Materie prime di Romanè
Mentre procedono i lavori, si mette a punto la linea di cucina, che punta ai sapori della tradizione, ma senza inutili dogmatismi. C'è tanta Roma, ma non solo, con affondi tra ricette regionali e “piatti fantasy” come li chiama lui. Una cucina concreta, varia, centrata sul gusto originale delle materie prime, scelte con cura – sì - in modo onesto ma coerente all'idea di un ristorante di tradizione: “a volte ci sono delle materie prime tanto ricercate da sembrare poco fedeli a quel che ci si aspetta per un piatto. Prendi il pepe nero” spiega “ce ne sono alcuni così buoni che sembrano agrumi. Invece il pepe deve essere pepe” soprattutto nei confini di una proposta a tutta semplicità.
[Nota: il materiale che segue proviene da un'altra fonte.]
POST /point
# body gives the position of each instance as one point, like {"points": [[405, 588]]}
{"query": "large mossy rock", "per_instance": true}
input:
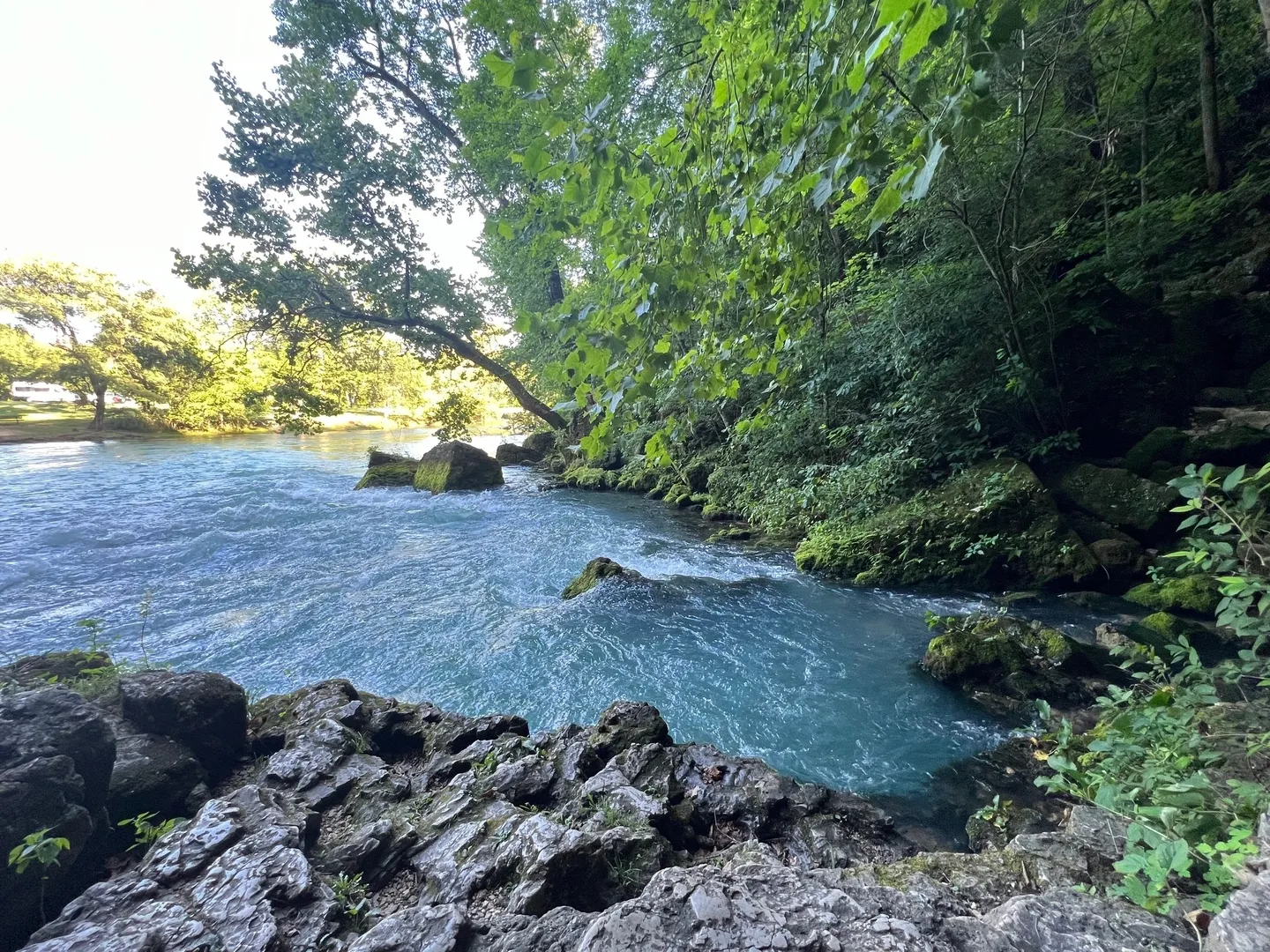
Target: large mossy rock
{"points": [[387, 470], [517, 455], [596, 571], [456, 465], [992, 524], [1117, 496], [1163, 444], [1191, 593], [1006, 663]]}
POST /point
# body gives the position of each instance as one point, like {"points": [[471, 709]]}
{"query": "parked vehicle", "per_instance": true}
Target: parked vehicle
{"points": [[41, 392]]}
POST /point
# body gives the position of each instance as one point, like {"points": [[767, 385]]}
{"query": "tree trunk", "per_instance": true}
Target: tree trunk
{"points": [[100, 406], [470, 352], [464, 348], [1213, 159]]}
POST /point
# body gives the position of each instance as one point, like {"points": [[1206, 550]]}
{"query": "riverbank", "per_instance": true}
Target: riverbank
{"points": [[26, 423], [332, 819]]}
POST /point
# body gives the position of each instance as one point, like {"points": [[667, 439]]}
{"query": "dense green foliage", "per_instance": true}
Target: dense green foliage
{"points": [[1168, 755]]}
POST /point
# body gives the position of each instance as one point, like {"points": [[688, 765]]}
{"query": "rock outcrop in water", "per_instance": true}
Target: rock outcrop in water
{"points": [[594, 573], [387, 470], [369, 825], [147, 741], [456, 465]]}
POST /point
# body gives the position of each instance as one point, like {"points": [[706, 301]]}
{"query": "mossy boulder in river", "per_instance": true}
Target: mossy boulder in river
{"points": [[517, 455], [596, 571], [992, 524], [1006, 663], [456, 465], [588, 478], [1192, 593], [1163, 444], [387, 470], [1117, 496]]}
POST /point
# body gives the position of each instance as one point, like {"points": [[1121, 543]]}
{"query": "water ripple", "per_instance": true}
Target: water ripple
{"points": [[263, 565]]}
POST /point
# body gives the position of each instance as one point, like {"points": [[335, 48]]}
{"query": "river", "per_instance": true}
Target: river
{"points": [[259, 562]]}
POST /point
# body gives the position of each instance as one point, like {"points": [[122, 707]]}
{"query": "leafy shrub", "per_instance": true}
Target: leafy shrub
{"points": [[1166, 753]]}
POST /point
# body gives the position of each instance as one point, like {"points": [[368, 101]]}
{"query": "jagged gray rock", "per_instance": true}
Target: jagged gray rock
{"points": [[56, 755], [235, 879], [469, 834], [202, 710]]}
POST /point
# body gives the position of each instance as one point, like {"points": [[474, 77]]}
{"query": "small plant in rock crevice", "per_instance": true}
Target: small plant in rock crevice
{"points": [[146, 831], [995, 814], [40, 848], [352, 899]]}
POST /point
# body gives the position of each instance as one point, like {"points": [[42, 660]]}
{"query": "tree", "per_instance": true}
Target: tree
{"points": [[107, 337], [329, 175], [22, 357]]}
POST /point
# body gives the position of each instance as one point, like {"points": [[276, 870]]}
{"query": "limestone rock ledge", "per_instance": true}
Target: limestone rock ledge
{"points": [[467, 834]]}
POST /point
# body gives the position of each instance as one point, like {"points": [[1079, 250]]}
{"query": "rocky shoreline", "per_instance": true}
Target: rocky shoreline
{"points": [[332, 819]]}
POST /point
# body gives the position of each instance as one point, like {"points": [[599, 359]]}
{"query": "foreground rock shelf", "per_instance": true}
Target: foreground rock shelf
{"points": [[340, 822]]}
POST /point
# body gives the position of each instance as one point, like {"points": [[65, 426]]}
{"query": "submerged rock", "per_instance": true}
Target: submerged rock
{"points": [[387, 470], [992, 524], [1117, 496], [455, 466], [465, 833], [516, 455], [56, 755], [1006, 663], [596, 571]]}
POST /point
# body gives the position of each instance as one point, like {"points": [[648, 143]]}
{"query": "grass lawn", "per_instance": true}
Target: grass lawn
{"points": [[32, 423]]}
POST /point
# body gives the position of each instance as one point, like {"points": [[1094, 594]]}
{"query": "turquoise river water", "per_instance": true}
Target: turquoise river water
{"points": [[260, 562]]}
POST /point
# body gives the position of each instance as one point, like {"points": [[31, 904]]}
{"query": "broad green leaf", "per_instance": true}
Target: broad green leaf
{"points": [[917, 36]]}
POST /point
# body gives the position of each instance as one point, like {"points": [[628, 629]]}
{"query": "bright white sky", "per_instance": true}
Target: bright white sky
{"points": [[108, 117]]}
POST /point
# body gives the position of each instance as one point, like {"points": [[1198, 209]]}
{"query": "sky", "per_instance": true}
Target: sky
{"points": [[108, 118]]}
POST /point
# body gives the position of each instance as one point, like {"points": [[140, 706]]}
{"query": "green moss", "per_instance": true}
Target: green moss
{"points": [[992, 524], [678, 495], [981, 641], [1192, 593], [432, 476], [597, 570], [1163, 444], [715, 512], [387, 475], [589, 478], [1117, 496], [456, 466], [1233, 446]]}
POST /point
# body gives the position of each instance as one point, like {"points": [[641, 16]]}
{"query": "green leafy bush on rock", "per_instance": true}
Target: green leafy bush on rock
{"points": [[1192, 593], [1117, 496], [589, 478], [992, 524], [596, 571]]}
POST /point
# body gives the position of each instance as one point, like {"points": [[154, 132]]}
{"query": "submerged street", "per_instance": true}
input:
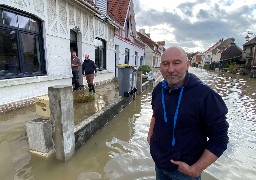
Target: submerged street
{"points": [[120, 151]]}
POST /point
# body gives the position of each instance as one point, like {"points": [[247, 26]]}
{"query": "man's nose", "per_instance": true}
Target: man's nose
{"points": [[170, 68]]}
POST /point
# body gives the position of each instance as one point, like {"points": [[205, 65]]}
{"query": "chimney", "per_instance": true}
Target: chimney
{"points": [[142, 31]]}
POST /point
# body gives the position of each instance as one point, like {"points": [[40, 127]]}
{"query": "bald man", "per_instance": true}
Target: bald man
{"points": [[188, 129]]}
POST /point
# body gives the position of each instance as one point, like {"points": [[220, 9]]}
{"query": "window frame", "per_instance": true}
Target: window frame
{"points": [[20, 48]]}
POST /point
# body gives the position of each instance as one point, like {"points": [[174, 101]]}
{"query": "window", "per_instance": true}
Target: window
{"points": [[100, 53], [127, 31], [127, 55], [21, 45], [135, 58]]}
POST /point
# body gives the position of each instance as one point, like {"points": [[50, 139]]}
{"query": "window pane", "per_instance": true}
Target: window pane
{"points": [[127, 55], [23, 22], [34, 25], [10, 18], [31, 53], [1, 16], [9, 63]]}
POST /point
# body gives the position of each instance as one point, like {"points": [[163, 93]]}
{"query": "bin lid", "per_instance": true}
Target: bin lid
{"points": [[124, 65]]}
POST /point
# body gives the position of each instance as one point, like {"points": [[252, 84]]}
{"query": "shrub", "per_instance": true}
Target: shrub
{"points": [[145, 69]]}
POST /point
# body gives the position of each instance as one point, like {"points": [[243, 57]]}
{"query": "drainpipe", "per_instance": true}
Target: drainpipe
{"points": [[254, 56]]}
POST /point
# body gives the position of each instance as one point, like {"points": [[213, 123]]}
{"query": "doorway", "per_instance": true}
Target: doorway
{"points": [[73, 42]]}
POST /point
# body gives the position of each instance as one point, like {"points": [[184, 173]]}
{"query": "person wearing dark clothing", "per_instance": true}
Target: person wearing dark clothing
{"points": [[75, 63], [188, 129], [89, 71]]}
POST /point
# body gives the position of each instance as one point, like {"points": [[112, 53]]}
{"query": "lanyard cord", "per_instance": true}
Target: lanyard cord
{"points": [[177, 109]]}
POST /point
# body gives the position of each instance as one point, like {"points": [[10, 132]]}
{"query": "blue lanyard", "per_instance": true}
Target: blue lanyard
{"points": [[164, 86]]}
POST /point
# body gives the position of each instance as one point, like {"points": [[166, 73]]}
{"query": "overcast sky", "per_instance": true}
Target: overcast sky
{"points": [[196, 25]]}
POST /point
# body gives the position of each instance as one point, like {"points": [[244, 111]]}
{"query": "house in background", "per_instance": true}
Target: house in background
{"points": [[153, 50], [36, 38], [128, 48], [232, 54], [197, 60], [212, 56]]}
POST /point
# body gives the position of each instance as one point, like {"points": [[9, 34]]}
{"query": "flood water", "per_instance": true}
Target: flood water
{"points": [[120, 151]]}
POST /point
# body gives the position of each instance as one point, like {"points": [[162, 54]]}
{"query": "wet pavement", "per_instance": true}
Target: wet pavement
{"points": [[14, 151]]}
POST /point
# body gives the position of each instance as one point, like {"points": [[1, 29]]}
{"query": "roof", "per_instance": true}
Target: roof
{"points": [[198, 58], [251, 42], [91, 3], [117, 10], [147, 40]]}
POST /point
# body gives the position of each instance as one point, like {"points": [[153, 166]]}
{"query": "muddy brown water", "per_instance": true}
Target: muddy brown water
{"points": [[120, 151]]}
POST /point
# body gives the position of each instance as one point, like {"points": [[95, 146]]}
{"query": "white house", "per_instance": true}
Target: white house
{"points": [[36, 37], [128, 48], [153, 50]]}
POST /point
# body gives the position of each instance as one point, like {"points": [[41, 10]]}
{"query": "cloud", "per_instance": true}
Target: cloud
{"points": [[198, 24]]}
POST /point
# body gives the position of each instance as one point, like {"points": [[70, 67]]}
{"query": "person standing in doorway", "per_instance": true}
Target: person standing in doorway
{"points": [[188, 129], [75, 63], [89, 71]]}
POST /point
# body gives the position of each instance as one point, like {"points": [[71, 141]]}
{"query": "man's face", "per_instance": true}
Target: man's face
{"points": [[73, 54], [174, 66]]}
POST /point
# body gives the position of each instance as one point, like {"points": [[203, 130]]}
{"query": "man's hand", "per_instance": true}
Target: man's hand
{"points": [[186, 169], [149, 137], [197, 168]]}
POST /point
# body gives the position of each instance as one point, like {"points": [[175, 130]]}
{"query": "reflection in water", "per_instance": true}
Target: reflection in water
{"points": [[239, 93], [119, 150], [103, 97]]}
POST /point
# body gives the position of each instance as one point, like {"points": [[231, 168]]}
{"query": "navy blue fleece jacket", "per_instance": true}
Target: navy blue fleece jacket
{"points": [[88, 67], [201, 123]]}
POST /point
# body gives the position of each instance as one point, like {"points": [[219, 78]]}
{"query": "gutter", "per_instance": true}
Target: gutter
{"points": [[88, 6]]}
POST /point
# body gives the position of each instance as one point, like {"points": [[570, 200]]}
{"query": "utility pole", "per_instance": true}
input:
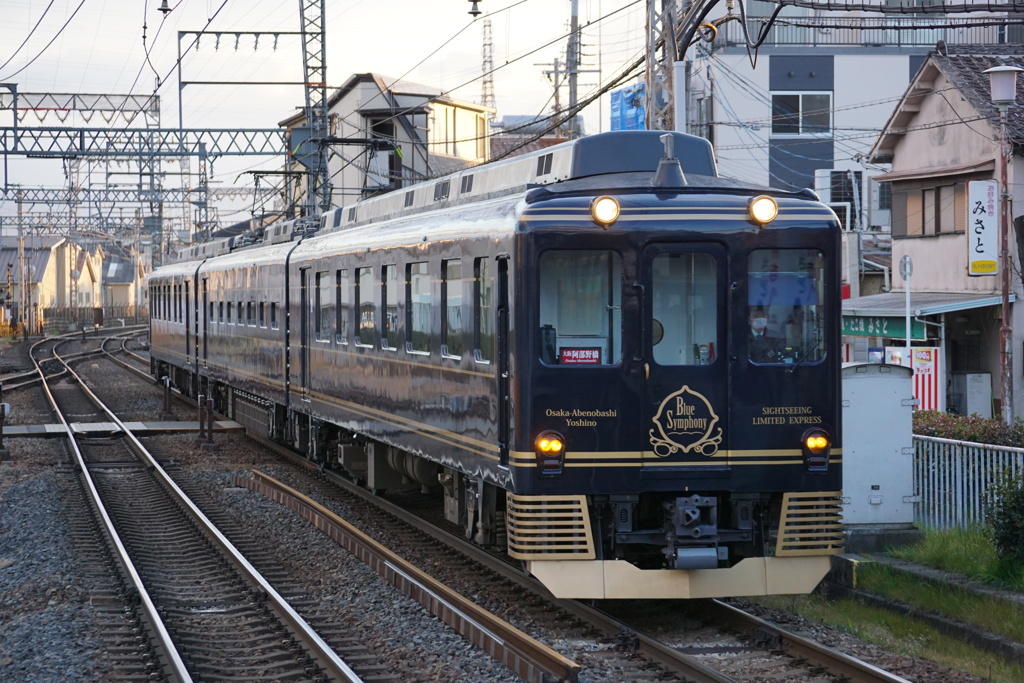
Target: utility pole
{"points": [[572, 66], [314, 71], [487, 67], [555, 76], [24, 303], [660, 94]]}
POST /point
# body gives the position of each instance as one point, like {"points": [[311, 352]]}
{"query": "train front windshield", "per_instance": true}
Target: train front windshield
{"points": [[785, 306]]}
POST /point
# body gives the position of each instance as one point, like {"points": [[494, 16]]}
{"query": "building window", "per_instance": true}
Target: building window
{"points": [[885, 196], [801, 113]]}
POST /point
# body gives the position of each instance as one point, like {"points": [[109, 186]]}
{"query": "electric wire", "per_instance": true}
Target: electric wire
{"points": [[45, 47], [29, 37]]}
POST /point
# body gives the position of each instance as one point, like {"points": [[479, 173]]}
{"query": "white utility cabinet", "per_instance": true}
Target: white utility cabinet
{"points": [[878, 449]]}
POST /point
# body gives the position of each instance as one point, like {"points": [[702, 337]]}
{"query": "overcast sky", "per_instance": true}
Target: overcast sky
{"points": [[124, 46]]}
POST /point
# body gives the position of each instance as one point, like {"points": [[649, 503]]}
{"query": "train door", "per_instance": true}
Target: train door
{"points": [[685, 355], [189, 337], [203, 328], [304, 303], [504, 371]]}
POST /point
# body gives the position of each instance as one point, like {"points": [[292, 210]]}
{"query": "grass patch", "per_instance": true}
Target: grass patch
{"points": [[897, 634], [990, 613], [965, 551]]}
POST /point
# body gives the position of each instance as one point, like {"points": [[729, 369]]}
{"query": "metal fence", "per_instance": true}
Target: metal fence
{"points": [[952, 479]]}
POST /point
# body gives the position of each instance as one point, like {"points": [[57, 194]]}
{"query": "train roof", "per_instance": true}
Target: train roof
{"points": [[614, 161], [594, 157]]}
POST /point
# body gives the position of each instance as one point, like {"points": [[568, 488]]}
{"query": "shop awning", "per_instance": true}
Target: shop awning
{"points": [[885, 314]]}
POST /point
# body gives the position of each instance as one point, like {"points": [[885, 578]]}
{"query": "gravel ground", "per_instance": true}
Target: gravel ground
{"points": [[352, 594], [46, 628]]}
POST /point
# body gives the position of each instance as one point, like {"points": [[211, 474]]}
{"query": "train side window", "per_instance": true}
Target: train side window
{"points": [[483, 310], [389, 307], [324, 303], [418, 307], [684, 305], [452, 302], [581, 317], [341, 305], [367, 305], [785, 311]]}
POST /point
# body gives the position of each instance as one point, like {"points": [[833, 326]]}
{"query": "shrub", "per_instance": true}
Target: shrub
{"points": [[968, 428], [1005, 512]]}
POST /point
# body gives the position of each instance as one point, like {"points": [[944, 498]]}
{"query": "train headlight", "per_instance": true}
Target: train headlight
{"points": [[817, 447], [604, 210], [550, 450], [762, 210]]}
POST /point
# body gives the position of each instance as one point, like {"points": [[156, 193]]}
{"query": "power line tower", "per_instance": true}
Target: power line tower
{"points": [[314, 70], [487, 82]]}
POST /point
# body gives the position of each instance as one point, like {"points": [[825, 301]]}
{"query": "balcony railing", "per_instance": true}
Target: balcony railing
{"points": [[881, 32]]}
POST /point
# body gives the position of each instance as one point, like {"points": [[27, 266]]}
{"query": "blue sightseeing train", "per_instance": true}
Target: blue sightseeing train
{"points": [[615, 365]]}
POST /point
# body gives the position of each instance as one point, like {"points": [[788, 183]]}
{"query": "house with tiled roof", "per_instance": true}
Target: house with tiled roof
{"points": [[388, 133], [60, 282], [942, 141]]}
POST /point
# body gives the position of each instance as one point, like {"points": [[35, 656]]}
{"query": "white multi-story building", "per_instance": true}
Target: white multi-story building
{"points": [[805, 108]]}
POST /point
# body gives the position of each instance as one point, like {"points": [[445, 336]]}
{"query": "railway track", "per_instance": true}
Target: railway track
{"points": [[595, 636], [747, 641], [206, 612]]}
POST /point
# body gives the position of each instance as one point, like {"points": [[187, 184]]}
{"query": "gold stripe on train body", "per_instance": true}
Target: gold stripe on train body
{"points": [[648, 459], [488, 451]]}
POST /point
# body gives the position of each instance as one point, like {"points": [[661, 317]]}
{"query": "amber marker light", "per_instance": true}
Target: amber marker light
{"points": [[762, 210], [604, 210], [816, 446], [550, 447]]}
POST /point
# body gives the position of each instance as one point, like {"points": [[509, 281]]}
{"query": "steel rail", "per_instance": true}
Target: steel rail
{"points": [[664, 654], [833, 659], [837, 663], [325, 655], [526, 656], [165, 645]]}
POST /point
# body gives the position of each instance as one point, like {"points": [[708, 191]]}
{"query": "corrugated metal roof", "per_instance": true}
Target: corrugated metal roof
{"points": [[37, 260], [117, 270], [922, 303]]}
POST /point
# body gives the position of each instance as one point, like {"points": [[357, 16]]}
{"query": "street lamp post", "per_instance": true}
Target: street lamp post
{"points": [[1004, 86]]}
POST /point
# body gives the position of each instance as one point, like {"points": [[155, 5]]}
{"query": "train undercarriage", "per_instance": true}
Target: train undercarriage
{"points": [[650, 531]]}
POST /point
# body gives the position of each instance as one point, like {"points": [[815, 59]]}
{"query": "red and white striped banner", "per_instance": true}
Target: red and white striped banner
{"points": [[929, 375], [929, 386]]}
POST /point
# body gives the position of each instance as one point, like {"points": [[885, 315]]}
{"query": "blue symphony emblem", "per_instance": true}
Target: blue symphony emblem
{"points": [[685, 422]]}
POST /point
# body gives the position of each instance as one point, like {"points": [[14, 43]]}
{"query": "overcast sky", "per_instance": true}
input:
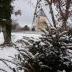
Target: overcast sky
{"points": [[27, 8]]}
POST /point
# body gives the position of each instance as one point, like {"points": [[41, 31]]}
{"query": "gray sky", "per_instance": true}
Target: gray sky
{"points": [[27, 9]]}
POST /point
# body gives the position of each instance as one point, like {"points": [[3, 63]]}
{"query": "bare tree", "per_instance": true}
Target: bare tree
{"points": [[63, 8]]}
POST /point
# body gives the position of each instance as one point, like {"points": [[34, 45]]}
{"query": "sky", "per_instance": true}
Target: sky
{"points": [[27, 8]]}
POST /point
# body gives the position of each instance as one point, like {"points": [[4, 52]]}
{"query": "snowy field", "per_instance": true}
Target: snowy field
{"points": [[7, 54]]}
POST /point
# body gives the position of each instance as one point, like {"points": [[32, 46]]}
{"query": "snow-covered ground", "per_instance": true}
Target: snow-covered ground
{"points": [[7, 54]]}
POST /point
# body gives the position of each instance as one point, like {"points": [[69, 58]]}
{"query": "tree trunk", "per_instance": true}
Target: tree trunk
{"points": [[6, 29]]}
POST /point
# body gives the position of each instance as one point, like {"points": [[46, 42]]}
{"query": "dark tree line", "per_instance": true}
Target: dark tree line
{"points": [[5, 19]]}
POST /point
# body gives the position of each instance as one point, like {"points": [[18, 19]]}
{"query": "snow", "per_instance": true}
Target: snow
{"points": [[8, 54]]}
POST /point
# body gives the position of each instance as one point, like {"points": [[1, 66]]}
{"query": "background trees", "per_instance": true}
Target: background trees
{"points": [[63, 8]]}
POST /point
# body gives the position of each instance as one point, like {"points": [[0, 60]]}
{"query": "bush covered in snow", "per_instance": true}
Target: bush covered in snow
{"points": [[50, 54]]}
E intanto continua le prove, come nel caso delle carni “sto provando un suino nero del Monte Amiata, un incrocio tra 4 razze di nero, buonissimo”.
La cucina di Romanè
Una cucina concreta, la chiama. Qualcuno direbbe: solida, “di pancia”: con quell'idea portante di fare nel piatto quel che ha già fatto negli anni con i fritti o con la pizza, interpretando alcuni sapori tipici regionali in forma di topping e farciture. Un esempio? “La pizza tortellina” che qui si trasforma in una fettuccina cotta nel brodo di carne con una ricca mantecatura con noce moscata parmigiano, julienne di mortadella e prosciutto crudo. “E così anche la pizza del capo o l'iblea” che elaborano materie prime e gusti locali.
Cotture lente, “ma niente bassa temperatura o forni spaziali” si va di pentole e tegami, stufati e umidi, per un ventaglio di sapori familiari di cui pare si stiano recuperando le tracce. E una proposta che cambia spesso, seguendo l'estro e le stagioni, anche se – di certo - nel corso del tempo qualche piatto conquisterà una posizione stabile in un menu di misura con 5 opzioni per ogni passaggio, contorni inclusi. Contorni nei quali sarà facile trovare dei legumi: “mi piacciono molto quelli della Tuscia di Dol: ceci del solco dritto, buonissimi, di Valentano, lenticchia di Onano in inverno, e poi i fagioli, da fare al purgatorio o all'uccelletto secondo la ricetta toscana, ma internazionale”.
Cosa si mangia da Romanè
Il menu è un'antologia di sapori familiari: “dalla fettuccina al sugo di carne al pollo alla cacciatora, all'abbacchio al tegame: tutte cose che sono un po' nel mio repertorio”. Ma non mancano proposte vegetariane o vegane o “il pesce di città: alici, baccalà, ma anche seppie e piselli”. E poi uovo in trippa e fettina panata, spaghettoni all’elorina e piccione ripieno, per chiudere con cose come la crostata di ricotta e visciole e il cannolo romano. Sapori solidi, portate generose, spinte classiche, interpretati da chi - come Callegari – la sa lunga. Ci si muove tra i 5 e gli 8 euro per gli antipasti, gli 11 e i 18 per i primi, i 12 e i 20 per i secondi, con il tetto massimo toccato solo per qualche piatto extra con una materia prima importante che pesa sul conto: “la pasta con i gamberi crudi: 4, che costano a me quasi 2 euro l'uno”. Pizza no, non ci sarà, se non una focaccia insieme al pane.
Cosa si beve da Romanè
“Ci sarà attenzione ai drink: pensavo di rimanere su una carta di 20-25 etichette, ma sono già di più, e ancora non ho finito con gli ordini: cerco di tenermi ma alla fine mi piacciono”. Un po' di Champagne – 4 o 5 referenze – qualche etichetta da dessert, e poi una carta che si muove con disinvoltura nel solco di un vino vero senza troppi vincoli: “naturale ma non solo, qualcosa di più spinto magari ci sarà ma senza estremismi, vogliamo essere accessibili a tutti”. Uno sfuso aretino - biodinamico – trebbiano/malvasia/riesling il bianco, sangiovese il rosso della Fattoria di Caspri. Per il resto è ancora tutto ancora da finire.